CBCT has been developed for 3D imaging of the craniofacial field. It provides low radiation, rapid image scanning with radiographic and 3-D volumetric data for each patient.17 The computer software addresses the projection effect, resulting in undistorted 1:1 measurements. This contrasts with traditional imaging, which has some projection error because the anatomic regions are at varying distances from the film.
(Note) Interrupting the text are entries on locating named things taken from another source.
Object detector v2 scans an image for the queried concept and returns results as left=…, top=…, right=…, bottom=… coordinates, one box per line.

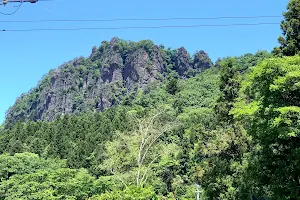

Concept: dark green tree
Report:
left=232, top=56, right=300, bottom=200
left=273, top=0, right=300, bottom=56
left=215, top=58, right=240, bottom=123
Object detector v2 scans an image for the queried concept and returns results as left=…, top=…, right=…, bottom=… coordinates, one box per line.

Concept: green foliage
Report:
left=0, top=153, right=108, bottom=200
left=215, top=59, right=240, bottom=123
left=90, top=187, right=158, bottom=200
left=232, top=56, right=300, bottom=199
left=273, top=0, right=300, bottom=56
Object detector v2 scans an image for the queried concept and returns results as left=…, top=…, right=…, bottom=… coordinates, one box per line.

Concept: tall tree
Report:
left=232, top=55, right=300, bottom=200
left=273, top=0, right=300, bottom=56
left=215, top=58, right=239, bottom=123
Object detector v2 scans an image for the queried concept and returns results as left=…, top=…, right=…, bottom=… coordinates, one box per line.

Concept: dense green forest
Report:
left=0, top=0, right=300, bottom=200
Studies carried out to compare CBCT with other methods of measurement have shown minimum distortion and errors.18-21 These studies were carried out on animal heads,18 extracted teeth,19 dry human skulls20 and embalmed cadavers.21 Although the accuracy and reliability of linear dental measurements on CBCT have been well assessed, till now, no studies have been carried out to assess the accuracy and reliability of CBCT in predicting the size of unfavorably impacted teeth in human subjects.
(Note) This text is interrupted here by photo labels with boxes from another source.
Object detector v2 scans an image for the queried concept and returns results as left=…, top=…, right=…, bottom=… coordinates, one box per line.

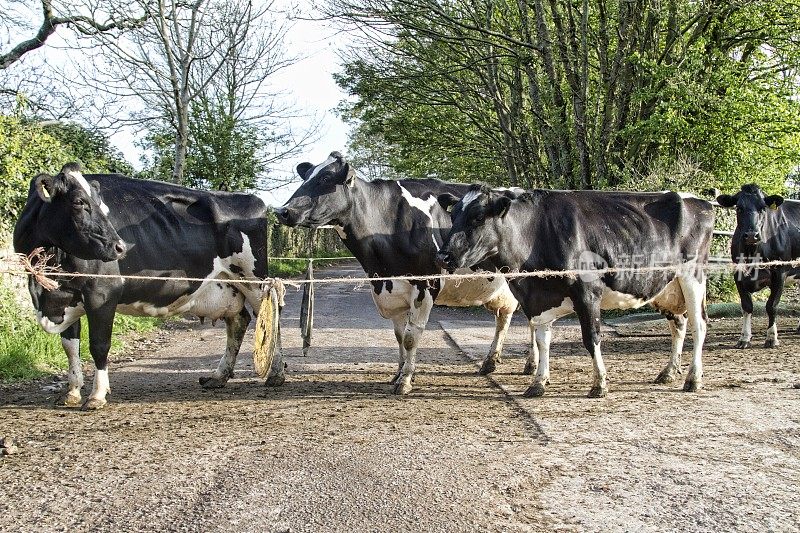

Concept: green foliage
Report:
left=186, top=97, right=264, bottom=191
left=332, top=0, right=800, bottom=192
left=137, top=97, right=264, bottom=191
left=0, top=106, right=133, bottom=234
left=0, top=282, right=161, bottom=381
left=0, top=115, right=72, bottom=233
Afterthird molars, the maxillary canine is the most frequently impacted tooth. Ferguson found the incidence in orthodontic patients to be as high as 23.5%.22 Palatal impactions are more prevalent (85%) than labial impactions (15%).23 The early detection of impactions is critical to the success of orthodontic treatment. Ericson and Kurol found that the more mesially located the crown of an impacted canine, the lower the likelihood of its eruption after deciduous extraction.24 Lindauer et al, developed a method for predicting eruption after deciduous extraction.25 According to their classification, if the canine was radiographically located in sector III or IV there was a high percentage chance that it will be unfavourably impacted.
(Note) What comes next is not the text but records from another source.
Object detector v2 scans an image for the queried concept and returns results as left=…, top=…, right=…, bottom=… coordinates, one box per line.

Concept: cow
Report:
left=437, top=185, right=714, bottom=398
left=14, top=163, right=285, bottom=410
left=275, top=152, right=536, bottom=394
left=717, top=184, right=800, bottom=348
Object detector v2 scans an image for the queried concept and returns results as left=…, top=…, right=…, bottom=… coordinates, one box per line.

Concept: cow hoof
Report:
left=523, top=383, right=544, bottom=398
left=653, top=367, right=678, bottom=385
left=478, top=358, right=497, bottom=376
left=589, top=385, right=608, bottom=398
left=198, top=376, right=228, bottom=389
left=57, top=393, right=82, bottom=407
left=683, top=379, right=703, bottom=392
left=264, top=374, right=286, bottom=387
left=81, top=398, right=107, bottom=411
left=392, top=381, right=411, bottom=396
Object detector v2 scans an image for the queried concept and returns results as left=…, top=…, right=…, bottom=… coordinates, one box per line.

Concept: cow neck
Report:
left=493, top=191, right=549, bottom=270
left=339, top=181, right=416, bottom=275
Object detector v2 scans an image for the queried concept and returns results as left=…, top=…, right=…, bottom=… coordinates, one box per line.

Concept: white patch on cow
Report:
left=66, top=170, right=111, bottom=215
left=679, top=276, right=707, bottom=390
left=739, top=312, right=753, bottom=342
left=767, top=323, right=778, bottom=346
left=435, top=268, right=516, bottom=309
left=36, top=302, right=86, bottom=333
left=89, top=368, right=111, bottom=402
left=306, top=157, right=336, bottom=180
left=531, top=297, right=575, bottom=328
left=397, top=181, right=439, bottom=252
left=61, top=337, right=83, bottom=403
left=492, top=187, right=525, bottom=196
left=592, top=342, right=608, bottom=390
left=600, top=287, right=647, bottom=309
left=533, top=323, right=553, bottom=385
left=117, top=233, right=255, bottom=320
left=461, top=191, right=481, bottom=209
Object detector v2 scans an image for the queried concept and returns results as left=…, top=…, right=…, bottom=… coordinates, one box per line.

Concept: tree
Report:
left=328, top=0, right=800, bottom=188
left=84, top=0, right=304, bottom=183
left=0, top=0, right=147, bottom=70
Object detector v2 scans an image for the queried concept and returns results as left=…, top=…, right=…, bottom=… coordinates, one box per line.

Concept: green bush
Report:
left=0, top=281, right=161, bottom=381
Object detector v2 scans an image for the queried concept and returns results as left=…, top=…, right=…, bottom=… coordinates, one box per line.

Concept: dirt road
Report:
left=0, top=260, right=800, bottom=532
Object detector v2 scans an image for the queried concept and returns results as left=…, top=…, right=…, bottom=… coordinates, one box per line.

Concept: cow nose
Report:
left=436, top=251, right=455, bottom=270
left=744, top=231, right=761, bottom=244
Root resorption is not only the most common sequelae of canine impaction but the most difficult to treat. Although the maxillary lateral incisor root is the most commonly affected by impaction of the canine,1there is also evidence that impacted canines can cause root resorption of the central incisors.26,27

The purpose of this study was to compare the linear measurements of impacted maxillary canines made on CBCT with the linear measurements made with digital calipers. The CBCT scans taken for the purpose of this study could also be used to exactly localize the impacted canine, assess the proximity of the canine to central and lateral incisor roots and help to prevent the unwanted sequelae of canine impaction.

Material and Method

This clinical study was conducted in the Department of Orthodontics and DentofacialOrthopedics, Government Dental College and Research Institute, Bengaluru. 18 patients visiting the Department of Orthodontics, who fulfilled the selection criteriawere included in this study. Informed consent was obtained from the parent/guardian if the patient was a minor. The study was approved by the institutional ethical committee and review board, GDCRI, Bangalore. The individuals were selected based on the following criteriaInclusion Criteria:

  • Age group of 13 years and above with complete root formation of impacted maxillary canines
  • Maxillary impacted canine classified as sector III or IV25
  • Patient willing for surgical extraction of impacted maxillary canines.

Exclusion criteria: 

  • History of previous orthodontic treatment.
  • Presence of any syndrome. 
  • Presence of any systemic disease.
  • History of trauma or any other contraindication for radiation exposure or surgery.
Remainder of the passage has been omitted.